As the coronavirus pandemic continues to tighten its grip on India, a group of health care experts, researchers and volunteers from Wikipedia’s vast online community have come together to take on the gargantuan task of making factual information about the deadly virus accessible for all Indians, busting some popular myths too in the process.
Abhishek Suryawanshi, founder-director of Wikipedia’s Project SWASTHA, is no stranger to hospitals. Born and raised in Boadkha, a small village in Maharashtra, the 29-year-old spent much of his youth in doctors’ offices and hospital beds as a result of his severe asthma. “I’m pretty sure there were more X-Rays taken of me as a child than photographs,” he jokingly recalls.
But his long battle with illness made him realise the importance of access to both healthcare and healthcare information. Having studied in a Marathi-medium school till the 12th grade, Suryawanshi noticed that most of the “global knowledge” available online at the time was only in English. “That was what drew me to Wikipedia,” he told the indianexpress.com.
After spending 10 years working on various healthcare projects for the website, Suryawanshi launched the ‘Special Wikipedia Awareness Scheme for The Healthcare Affiliates’, or ‘Project SWASTHA’ in short last year. The campaign’s original mission was to promote healthcare awareness among local communities in India by presenting information on 10 different health-related topics in 10 Indian languages.
But when the pandemic struck and the country began recording an alarming number of new cases every day, the Project SWASTHA team decided to shift gears. Merely a few months after the project officially kicked off, they noticed a sharp increase in traffic as people began turning to the online encyclopaedia for information about the virus. The need of the hour, they quickly realised, was to make authentic information about Covid-19 available for Indian readers.

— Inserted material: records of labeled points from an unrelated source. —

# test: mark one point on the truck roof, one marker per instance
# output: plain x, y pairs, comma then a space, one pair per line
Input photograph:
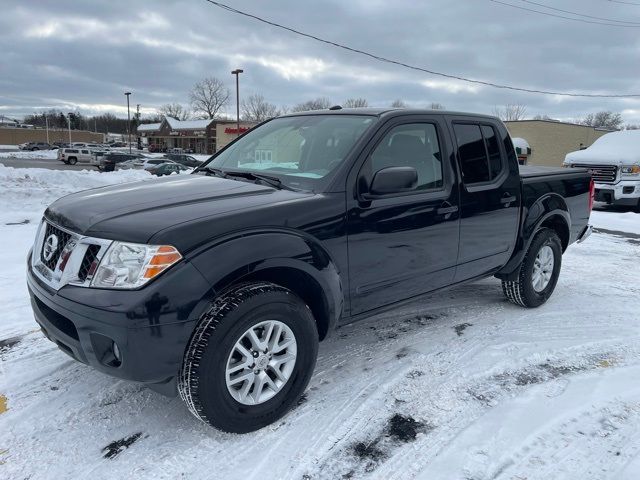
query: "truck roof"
387, 112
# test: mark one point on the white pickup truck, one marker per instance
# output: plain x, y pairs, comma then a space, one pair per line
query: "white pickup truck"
614, 163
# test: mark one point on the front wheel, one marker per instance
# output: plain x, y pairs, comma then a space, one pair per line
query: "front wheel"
250, 358
538, 273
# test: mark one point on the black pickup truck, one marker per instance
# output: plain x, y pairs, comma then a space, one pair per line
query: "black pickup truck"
219, 285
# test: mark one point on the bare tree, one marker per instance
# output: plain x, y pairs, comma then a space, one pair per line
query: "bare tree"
208, 96
355, 103
398, 104
604, 119
255, 108
175, 110
510, 112
320, 103
544, 117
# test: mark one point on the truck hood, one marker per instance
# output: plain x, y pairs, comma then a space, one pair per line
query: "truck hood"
135, 212
616, 148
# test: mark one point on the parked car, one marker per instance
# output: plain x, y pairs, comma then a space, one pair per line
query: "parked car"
109, 161
33, 146
219, 285
71, 156
142, 163
153, 148
166, 168
186, 160
614, 162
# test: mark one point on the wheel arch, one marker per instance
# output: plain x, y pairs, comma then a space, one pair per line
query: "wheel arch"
549, 211
290, 259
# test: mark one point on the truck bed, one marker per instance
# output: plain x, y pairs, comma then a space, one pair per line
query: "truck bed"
532, 171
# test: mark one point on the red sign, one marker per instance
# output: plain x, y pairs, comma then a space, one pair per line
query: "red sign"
235, 130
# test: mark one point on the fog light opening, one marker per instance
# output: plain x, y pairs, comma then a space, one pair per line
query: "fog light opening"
116, 354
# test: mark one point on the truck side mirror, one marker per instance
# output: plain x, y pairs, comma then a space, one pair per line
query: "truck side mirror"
394, 180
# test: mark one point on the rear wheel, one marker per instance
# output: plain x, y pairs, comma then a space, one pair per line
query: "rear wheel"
250, 358
538, 273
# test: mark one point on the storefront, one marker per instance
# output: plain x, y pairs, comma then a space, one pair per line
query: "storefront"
196, 136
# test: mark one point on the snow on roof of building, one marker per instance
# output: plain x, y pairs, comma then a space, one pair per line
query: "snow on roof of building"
520, 143
175, 124
149, 127
619, 147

“We focussed all our efforts on covering Covid-19 in April,” Suryawanshi said. “Our biggest objective was to counter misinformation. We wanted to debunk false information doing the rounds on WhatsApp forwards.”
Project SWASTHA laid down a watertight four-step process to ensure the information they upload is 100 per cent authentic and factually sound. First, researchers from the University of Virginia, Harvard University and Johns Hopkins University draft an article in English. They check to ensure that it is free from any “western bias” and is easy to read. The draft is then sent to a healthcare expert in India, who goes through the article to see if there is anything missing. “Since they work in India, they may have a different perspective than the researchers and will be able to tell if the article is missing something or if it needs more work,” Suryawanshi explained.

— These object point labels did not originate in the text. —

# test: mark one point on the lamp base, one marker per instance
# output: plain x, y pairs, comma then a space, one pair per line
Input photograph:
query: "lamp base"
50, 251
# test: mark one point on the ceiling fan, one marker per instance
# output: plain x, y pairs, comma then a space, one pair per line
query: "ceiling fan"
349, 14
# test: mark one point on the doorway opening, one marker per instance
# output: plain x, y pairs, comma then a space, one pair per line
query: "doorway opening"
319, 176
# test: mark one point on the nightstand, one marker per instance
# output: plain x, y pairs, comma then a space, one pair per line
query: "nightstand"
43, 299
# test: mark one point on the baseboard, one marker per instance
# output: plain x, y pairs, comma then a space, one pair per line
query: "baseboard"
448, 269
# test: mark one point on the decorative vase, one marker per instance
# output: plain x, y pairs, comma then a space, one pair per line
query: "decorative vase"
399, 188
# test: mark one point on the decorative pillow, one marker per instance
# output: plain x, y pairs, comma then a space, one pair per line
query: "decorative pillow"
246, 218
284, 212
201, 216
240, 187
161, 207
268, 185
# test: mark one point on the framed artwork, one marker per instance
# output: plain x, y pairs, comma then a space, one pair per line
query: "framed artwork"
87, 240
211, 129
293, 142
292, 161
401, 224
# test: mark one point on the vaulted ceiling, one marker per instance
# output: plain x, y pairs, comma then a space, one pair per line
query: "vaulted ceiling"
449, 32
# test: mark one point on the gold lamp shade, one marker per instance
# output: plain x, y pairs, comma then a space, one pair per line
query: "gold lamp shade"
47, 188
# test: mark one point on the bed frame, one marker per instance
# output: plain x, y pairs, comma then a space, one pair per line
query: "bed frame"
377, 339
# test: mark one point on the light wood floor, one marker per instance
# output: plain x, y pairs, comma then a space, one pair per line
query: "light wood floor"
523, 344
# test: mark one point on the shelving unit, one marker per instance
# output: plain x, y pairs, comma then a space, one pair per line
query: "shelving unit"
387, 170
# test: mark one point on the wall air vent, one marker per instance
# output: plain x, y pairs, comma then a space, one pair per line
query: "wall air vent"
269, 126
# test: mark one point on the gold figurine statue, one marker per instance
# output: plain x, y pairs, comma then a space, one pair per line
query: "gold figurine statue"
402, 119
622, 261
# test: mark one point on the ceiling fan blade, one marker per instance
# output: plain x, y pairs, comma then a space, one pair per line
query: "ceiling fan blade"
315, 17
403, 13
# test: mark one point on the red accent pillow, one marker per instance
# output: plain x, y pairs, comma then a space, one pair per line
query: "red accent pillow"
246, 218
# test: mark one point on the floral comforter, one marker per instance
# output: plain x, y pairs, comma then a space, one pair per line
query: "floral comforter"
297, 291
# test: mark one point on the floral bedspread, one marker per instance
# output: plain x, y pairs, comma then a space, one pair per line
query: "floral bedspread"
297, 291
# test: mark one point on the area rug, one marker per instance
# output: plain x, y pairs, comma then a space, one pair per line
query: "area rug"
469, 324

In the next stage of the process, the article is shared with a team of volunteers who check if it is simple, straightforward and easy to read. If the draft clears their test, it is finally passed on to the volunteer community responsible for translating it into different Indian languages.

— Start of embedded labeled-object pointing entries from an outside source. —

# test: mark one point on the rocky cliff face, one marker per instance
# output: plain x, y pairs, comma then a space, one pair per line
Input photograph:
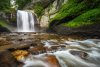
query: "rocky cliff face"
45, 9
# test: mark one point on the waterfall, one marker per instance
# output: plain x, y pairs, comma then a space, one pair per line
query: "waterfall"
25, 21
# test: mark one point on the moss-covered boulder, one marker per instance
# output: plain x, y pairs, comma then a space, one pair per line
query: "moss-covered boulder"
77, 15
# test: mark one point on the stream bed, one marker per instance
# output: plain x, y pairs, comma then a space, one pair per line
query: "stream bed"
51, 50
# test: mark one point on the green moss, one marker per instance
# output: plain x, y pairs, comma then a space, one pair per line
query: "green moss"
88, 18
5, 24
74, 8
68, 9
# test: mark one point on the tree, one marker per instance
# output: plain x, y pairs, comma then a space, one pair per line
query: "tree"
4, 4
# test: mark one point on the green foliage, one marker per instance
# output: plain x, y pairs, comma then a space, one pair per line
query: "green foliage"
38, 8
90, 17
4, 24
21, 3
78, 13
4, 5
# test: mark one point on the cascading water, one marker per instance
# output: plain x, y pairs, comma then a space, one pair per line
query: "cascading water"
25, 21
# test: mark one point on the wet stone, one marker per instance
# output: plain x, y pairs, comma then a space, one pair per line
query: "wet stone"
81, 54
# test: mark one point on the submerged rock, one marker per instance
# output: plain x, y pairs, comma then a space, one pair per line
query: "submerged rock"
81, 54
7, 60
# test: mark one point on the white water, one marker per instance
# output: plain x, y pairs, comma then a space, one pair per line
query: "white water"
25, 21
66, 59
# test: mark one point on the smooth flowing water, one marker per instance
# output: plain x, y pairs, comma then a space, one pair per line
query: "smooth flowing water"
25, 21
84, 53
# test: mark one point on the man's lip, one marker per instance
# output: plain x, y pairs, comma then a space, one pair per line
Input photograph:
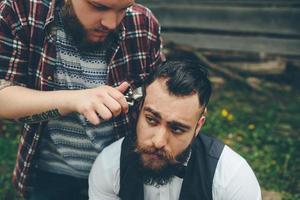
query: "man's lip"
153, 156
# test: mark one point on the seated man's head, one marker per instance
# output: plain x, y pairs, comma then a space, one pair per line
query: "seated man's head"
171, 116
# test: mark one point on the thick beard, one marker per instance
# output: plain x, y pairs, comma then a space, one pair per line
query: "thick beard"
76, 30
163, 175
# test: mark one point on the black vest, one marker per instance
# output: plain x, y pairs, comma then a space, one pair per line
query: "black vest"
198, 179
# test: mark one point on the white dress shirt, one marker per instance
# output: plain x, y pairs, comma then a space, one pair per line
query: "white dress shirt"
233, 179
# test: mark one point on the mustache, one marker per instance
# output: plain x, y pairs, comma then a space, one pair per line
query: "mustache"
161, 154
101, 29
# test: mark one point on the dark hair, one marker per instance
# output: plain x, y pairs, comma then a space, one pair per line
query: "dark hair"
184, 78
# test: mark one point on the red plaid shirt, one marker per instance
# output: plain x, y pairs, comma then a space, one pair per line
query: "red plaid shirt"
28, 57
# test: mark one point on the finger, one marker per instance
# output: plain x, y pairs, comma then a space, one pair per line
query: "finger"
119, 99
123, 87
104, 112
92, 117
112, 103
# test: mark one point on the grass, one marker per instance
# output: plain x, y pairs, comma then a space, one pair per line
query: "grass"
263, 127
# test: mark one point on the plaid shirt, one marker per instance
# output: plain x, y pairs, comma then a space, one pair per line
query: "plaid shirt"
28, 57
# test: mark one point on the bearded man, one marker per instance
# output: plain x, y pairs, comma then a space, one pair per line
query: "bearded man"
167, 158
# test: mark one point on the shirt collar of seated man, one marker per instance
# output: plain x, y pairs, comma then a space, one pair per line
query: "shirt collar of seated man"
170, 117
92, 22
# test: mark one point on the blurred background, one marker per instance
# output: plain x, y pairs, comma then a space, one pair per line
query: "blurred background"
252, 50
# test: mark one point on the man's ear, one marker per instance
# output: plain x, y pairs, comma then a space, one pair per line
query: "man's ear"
200, 122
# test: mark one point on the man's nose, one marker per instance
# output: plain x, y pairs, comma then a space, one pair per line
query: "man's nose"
160, 138
110, 20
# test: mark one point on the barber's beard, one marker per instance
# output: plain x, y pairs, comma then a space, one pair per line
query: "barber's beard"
76, 30
163, 174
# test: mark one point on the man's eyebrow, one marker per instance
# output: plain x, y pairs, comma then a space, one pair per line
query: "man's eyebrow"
95, 3
156, 114
179, 124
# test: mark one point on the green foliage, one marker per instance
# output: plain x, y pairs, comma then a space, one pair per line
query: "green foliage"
8, 147
264, 128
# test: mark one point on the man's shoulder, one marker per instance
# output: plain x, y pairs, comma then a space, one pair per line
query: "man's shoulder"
111, 154
230, 165
138, 10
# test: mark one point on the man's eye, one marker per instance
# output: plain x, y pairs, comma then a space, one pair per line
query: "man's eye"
177, 130
99, 7
151, 120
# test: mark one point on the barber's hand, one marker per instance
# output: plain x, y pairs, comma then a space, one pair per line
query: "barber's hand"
101, 103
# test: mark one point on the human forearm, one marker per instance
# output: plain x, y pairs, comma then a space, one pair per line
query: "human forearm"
31, 106
25, 104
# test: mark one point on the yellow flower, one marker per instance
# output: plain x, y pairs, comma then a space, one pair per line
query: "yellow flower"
251, 126
230, 117
224, 112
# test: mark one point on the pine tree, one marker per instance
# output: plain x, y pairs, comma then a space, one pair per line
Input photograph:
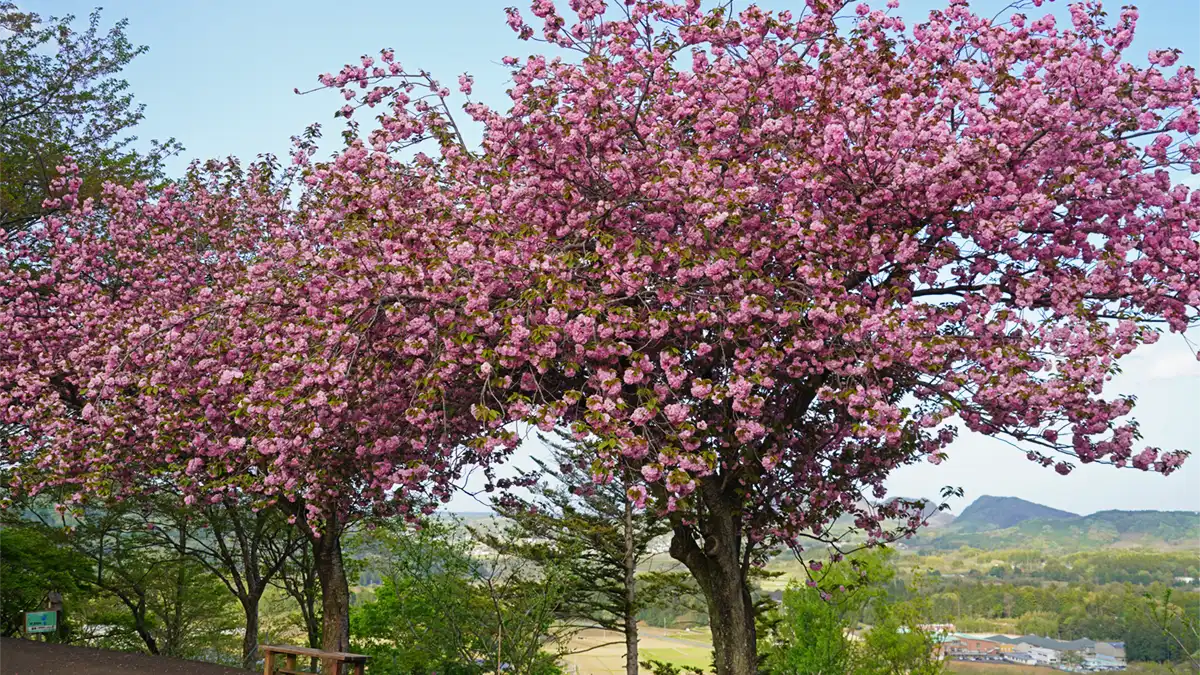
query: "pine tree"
592, 530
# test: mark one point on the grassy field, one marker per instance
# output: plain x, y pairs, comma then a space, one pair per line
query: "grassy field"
606, 650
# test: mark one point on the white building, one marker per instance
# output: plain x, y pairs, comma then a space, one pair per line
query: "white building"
1043, 656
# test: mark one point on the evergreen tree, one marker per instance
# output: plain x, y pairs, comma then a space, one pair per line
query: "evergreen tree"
594, 531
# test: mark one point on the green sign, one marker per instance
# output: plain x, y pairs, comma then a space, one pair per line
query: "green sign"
41, 622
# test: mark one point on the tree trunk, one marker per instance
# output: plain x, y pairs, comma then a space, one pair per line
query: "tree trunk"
335, 591
630, 593
250, 638
720, 569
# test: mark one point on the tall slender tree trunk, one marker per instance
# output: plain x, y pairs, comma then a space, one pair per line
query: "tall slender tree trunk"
630, 593
718, 566
250, 638
335, 590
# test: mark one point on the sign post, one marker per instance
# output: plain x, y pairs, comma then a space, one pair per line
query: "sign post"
41, 622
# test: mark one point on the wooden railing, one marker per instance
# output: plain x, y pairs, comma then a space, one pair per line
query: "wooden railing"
334, 659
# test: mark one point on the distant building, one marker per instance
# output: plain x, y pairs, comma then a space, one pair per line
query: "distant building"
1103, 662
1111, 650
1043, 656
1020, 658
966, 646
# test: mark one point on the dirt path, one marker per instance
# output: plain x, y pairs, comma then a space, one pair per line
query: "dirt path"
27, 657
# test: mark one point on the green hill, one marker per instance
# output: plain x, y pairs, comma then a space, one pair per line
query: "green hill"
1007, 523
997, 513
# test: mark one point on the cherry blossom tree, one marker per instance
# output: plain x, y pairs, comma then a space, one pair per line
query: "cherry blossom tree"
760, 261
768, 258
244, 335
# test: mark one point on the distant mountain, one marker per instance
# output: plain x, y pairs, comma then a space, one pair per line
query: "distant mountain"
997, 513
1006, 523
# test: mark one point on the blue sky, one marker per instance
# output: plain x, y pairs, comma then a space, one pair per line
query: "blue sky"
220, 78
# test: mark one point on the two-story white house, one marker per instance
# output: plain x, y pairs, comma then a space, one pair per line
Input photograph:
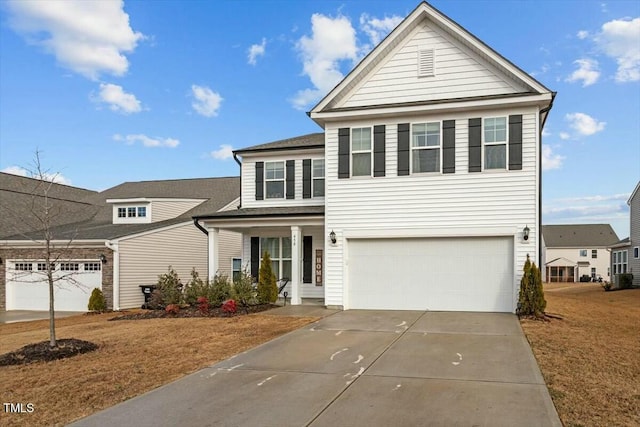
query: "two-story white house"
422, 193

To address the issue of misinformation, the team has been careful to remove any information that does not have a reference. They also ensure that the data mentioned in the article is from reliable government sources and authorities like the World Health Organisation (WHO).
“Our team members have added certain high traffic pages on their watch list and are continuously monitoring them. So if a rumour like ‘bleach cures coronavirus’ surfaces on one of our articles, it is immediately removed by the volunteers,” the project’s founder said.
One of the biggest challenges the team faced was finding the right words in Indian languages for complex medical terminology. “Sometimes the word exists and sometimes it doesn’t. If they don’t then we can’t create something super complicated. We need something everyone understands,” Suryawanshi pointed out. “For instance, very few people will know what visceral leishmaniasis is. But they will know exactly what you are talking about if you say Kala Azar instead.”
According to Suryawanshi, the pandemic has finally made healthcare experts and policymakers take Wikipedia seriously. The online repository of information has become one of the most highly-consulted health resources in the world.